Performance evaluation of the MFS Growth Fund
The MFS Growth Fund Class A (MFEGX) fell 1.6% in 1Q16, placing it fourth among the 12 funds in this review. MFEGX fell 1.8% for the one-year period ended March 2016 and ranked seventh among its peer group.
Meanwhile, from December’s end 2015 until April 20, 2016, the fund rose 1.7%. We have graphed its performance against two ETFs: the iShares S&P 500 Growth ETF (IVW) and the iShares Russell 1000 Growth ETF (IWF). Let’s look at what contributed to this above-average showing by the fund in 1Q16.
Portfolio composition and contribution to returns
The healthcare sector dragged on MFEGX in 1Q16. Alexion Pharmaceuticals (ALXN) contributed the most to the sector’s negative returns. Other detractors included Regeneron Pharmaceuticals (REGN), Celgene (CELG), and McKesson (MCK). Positive contributions from a few stocks were inconsequential.

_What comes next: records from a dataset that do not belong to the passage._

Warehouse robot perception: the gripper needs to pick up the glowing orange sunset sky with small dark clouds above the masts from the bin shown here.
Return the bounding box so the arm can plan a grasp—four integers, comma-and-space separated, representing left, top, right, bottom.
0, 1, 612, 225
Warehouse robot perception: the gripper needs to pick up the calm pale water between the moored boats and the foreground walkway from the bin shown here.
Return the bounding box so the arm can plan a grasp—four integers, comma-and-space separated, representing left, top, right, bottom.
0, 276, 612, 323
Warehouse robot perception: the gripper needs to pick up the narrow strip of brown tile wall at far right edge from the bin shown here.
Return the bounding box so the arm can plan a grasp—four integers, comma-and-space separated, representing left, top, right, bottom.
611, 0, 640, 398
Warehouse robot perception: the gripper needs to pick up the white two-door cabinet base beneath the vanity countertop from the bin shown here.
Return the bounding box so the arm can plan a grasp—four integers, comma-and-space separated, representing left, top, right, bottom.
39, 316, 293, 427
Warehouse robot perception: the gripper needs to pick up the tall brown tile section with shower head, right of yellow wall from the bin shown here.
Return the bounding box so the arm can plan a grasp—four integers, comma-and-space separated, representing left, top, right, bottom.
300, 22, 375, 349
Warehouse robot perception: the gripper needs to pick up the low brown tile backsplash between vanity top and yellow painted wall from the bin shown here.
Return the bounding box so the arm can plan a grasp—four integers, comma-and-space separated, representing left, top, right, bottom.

A handful of stock picks from the financial sector emerged as the second-largest negative contributors to MFEGX’s returns. They were led by Intercontinental Exchange (ICE) and Charles Schwab (SCHW). American Tower (AMT) reduced the negative contributions somewhat.
The consumer discretionary and consumer staples sectors reduced the overall drag on MFEGX by contributing positively in the period. The sector was led by TJX Companies (TJX), Ross Stores (ROST), and Dollar General (DG). However, Amazon (AMZN) spoiled the sector’s good showing to a large extent.
Meanwhile, the consumer staples sector saw many stocks contributing positively to the fund, though Mondelez International (MDLZ) dragged slightly.
Comparison with IVW
IVW outperformed MFEGX in terms of total returns in 1Q16. Though MFEGX’s picks from the consumer discretionary and materials sectors did better than IVW’s picks, IVW beat MFEGX in all other sectors. Healthcare, information technology, consumer staples, and financials were the key sectors where IVW grossly outperformed MFEGX.
MFEGX has been an average performer overall. Its picks from the consumer-oriented and materials sectors have worked, but other sectors have disappointed. Existing investors would be well-advised to wait and see how 2016 pans out for the fund as we move into the second quarter.